As soon as he heard of his sole client's sudden death, Parker signed a hasty contract with Vernon Presley, Elvis's rather hopeless father, boasting: "I owned 50 per cent of Elvis while he was alive, and I own 50 per cent of him now he's dead."
A few years after Elvis's death, he had bled the estate dry.
Priscilla, Elvis's ex-wife, rode to the rescue, with what Harrison calls her "untutored flair" and "innate toughness". Graceland was opened to the public (the ground floor, not the upstairs where he had died in the bathroom). She seized control of Elvis's image and reined in the flourishing trade in Love Me Tender Dog Chunks and Elvis Sweat ("Elvis poured out his soul to you, so let his perspiration be your inspiration"). Images of Elvis that were disrespectful or showed him as overweight were banned.

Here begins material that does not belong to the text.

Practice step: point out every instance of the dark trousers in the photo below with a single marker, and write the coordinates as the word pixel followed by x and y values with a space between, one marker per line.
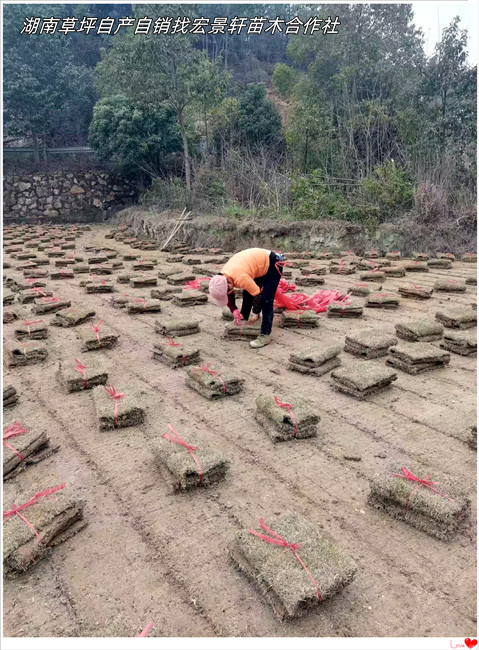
pixel 269 283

But the Presley family no longer owns Elvis. In 2013, Authentic Brands Group, a business that markets images, took over from Elvis Presley Enterprises. Harrison argues Elvis is "rising Phoenix-like from the flames of the old family business, fanned and fuelled by international capitalism". Is Elvis safe in their hands, or will the bottom line be their only concern?
One of the ideas in Harrison's new book is that "maybe, as Christianity declines, an improbable Elvis faith will fill some of the vacuum".
He points, as evidence, to the words of a fan's offering at the graveside, which implicitly equates Elvis with Jesus and Graceland's meditation garden with the Garden of Gethsemane.
He talks to a psychiatrist claiming to have found "hundreds" of people who believe they communicate with Elvis psychically. He looks at shrines and Elvis churches, such as the Presleytarian Church in Australia, with its tenets ("Don't Be Cruel"; "Don't Be a Hound Dog").
Harrison's book invites comparison with Greil Marcus's brilliant Dead Elvis: Chronicle of a Cultural Obsession (1991). Marcus caught the spirit of Elvis better than anyone. The point, he wrote, is that Elvis is not comprehensible; certainly not with the standard reductive blather about how he blended white country and black blues.
"You can listen to every proto-rockabilly singer ... and what you hear in Elvis simply isn't there. You can listen to Elvis at the very beginning and it is there; you just can't tell what it is."
Eternal Elvis
• In 2014, there were worrying rumours that Elvis's two planes were to be moved away from Graceland to make room for shops or hotels. Fans protested and the aircraft are still there. But perhaps soon you'll be able to invite a virtual Elvis to your party. Scientists may one day make a bodysuit with emotion-stimulating sensors so that his fans can "feel Elvis caressing and kissing them".
• August 16 next year will be the 40th anniversary of his death: in Memphis, they expect record numbers for the traditional candlelit procession of Elvis Week. In a big year, 70,000 visitors flock to Graceland's meditation garden, where he is buried. There is a fountain, an eternal flame and a statue of Jesus with his arms outstretched.